On September 26, in an unprecedented liturgy, the Archdiocese of Los Angeles received four new Auxiliary Bishops at the same time. While it is unusual for any diocese to receive so many new bishops at once it seems almost fitting for the U.S.’s largest archdiocese of well over 4 million Catholics to receive the needed assistance in episcopal ministry in order to serve the people of southern California adequately. Bishops Albert Bahhuth (66), Matthew Elshoff, OFM. Cap.(68), Brian Nunes (58) and Slawomir Szkredka (49) were all ordained to the episcopate by the Most Rev. José Gomez, Archbishop of Los Angeles.
Their armorial bearings were all designed by James-Charles Noonan. As he usually does he makes a great deal about the shape of the episcopal cross in each achievement as well as the “significance” of the shape and color of the gemstone in each one. None of that is heraldically supportable. It may be his favorite idea but, as I have written about extensively in the past, the external ornaments in a coat of arms are not personalized not do they contain unique and special symbols particular to the armiger. That would require they be blazoned as such and would then have to be copied by any artist rendering the coat of arms. Only the charges on the shield are unique to the armiger.
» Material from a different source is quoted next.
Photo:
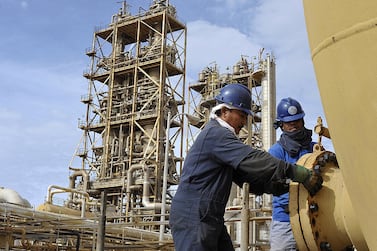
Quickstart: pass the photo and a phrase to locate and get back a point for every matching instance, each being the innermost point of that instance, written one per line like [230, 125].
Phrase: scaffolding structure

Even there, Mr. Noonan has placed his own stamp on these four coats of arms. Acknowledging the unusual nature of four bishops being ordained at once he has included a similar chief in all four coats of arms as a means of tying them all together by the use of this similar charge. The idea in and of itself has some merit. The occasion was unique; something unique to mark it is a nice idea.
However, the coats of arms of auxiliary bishops do not contain charges that represent the jurisdiction in which they will serve as auxiliary bishop. A heraldic representation of possessing jurisdiction over a diocese belongs to the Ordinary of the diocese alone. In addition, a reference to the diocese (by borrowing a charge from the diocesan coat of arms) is quite common in heraldry. But, that isn’t what has occurred here. Instead of each coat of arms borrowing some charge from the arms of Los Angeles the four new bishop’s arms all bear an almost identical chief–an ordinary charge–in a manner not unlike those used to signify membership in a Religious Order or an Order of Chivalry.
Don’t misunderstand me: my criticism is not of the idea of heraldically marking the unusual circumstance of four bishops being ordained all at the same time. Rather, it is of the use of a near-identical charge, and one that sort of implies a kind of jurisdiction, that I am criticizing. It’s a clever devise. But, perhaps a bit “too clever” for its own good. In addition, one has to consider that all four of these bishops may not–indeed very likely will not–remain as auxiliaries of Los Angeles permanently. Once one of them is translated to another diocese the whole unifying symbolism uniting all four coats of arms begins to fall apart. Perhaps the use of a single similar charge employed differently in each of the coats of arms would have been a better solution?
The design of each of the rest of the four coats of arms is quite correct and very nice. As usual, Mr. Noonan’s regular collaborator in producing the artwork has shown herself capable of creating very fine work.
The following are the coats of arms of Bishops Bahhuth, Elshoff, Nunes and Szkredka:




The motto of the third coat of arms (mgr. Nunes) also provides an interesting example of a mishap which can be seen rather frequently, i.e. a fragment of Latin wrongly ‘snipped’ from its context. I assume the armiger wants ‘in mundum universum praedicate evangelium’ to mean something like ‘preach the Gospel to the entire world’.
However: this phrase has been cut out of its surrounding sentence (Mark 16:15) in a fashion that does not make sense on a grammatical level.
In the Vulgate, the text of Mark 16:15 is: ‘*euntes* in mundum universum, praedicate evangelium *omni creaturae*’. The preposition ‘in’ (+ accusative) is connected to the participle ‘euntes’ (from the verb ‘ire’, ‘to go’): ‘going *into all the world* …’, or, to translate more idiomatically, ‘go into all the world …’.
The verb ‘praedicate’, on the other hand, requires a dative as an indirect object: that is provided by ‘omni creaturae’: ‘… and preach the Gospel *to every creature* (or: to all of creation)’.
So, in short: as quoted in the motto to this coat of arms, the words ‘in mundum universum’ denote the direction to a verb of motion which is missing, and the words ‘praedicate evangelium’ lack mention of anyone to whom the preaching is addressed. Neither can the motto mean ‘preach the Gospel *in* the entire world’, since in that case the preposition ‘in’ should have governed an ablative case (‘in mundo universo’). Unfortunate.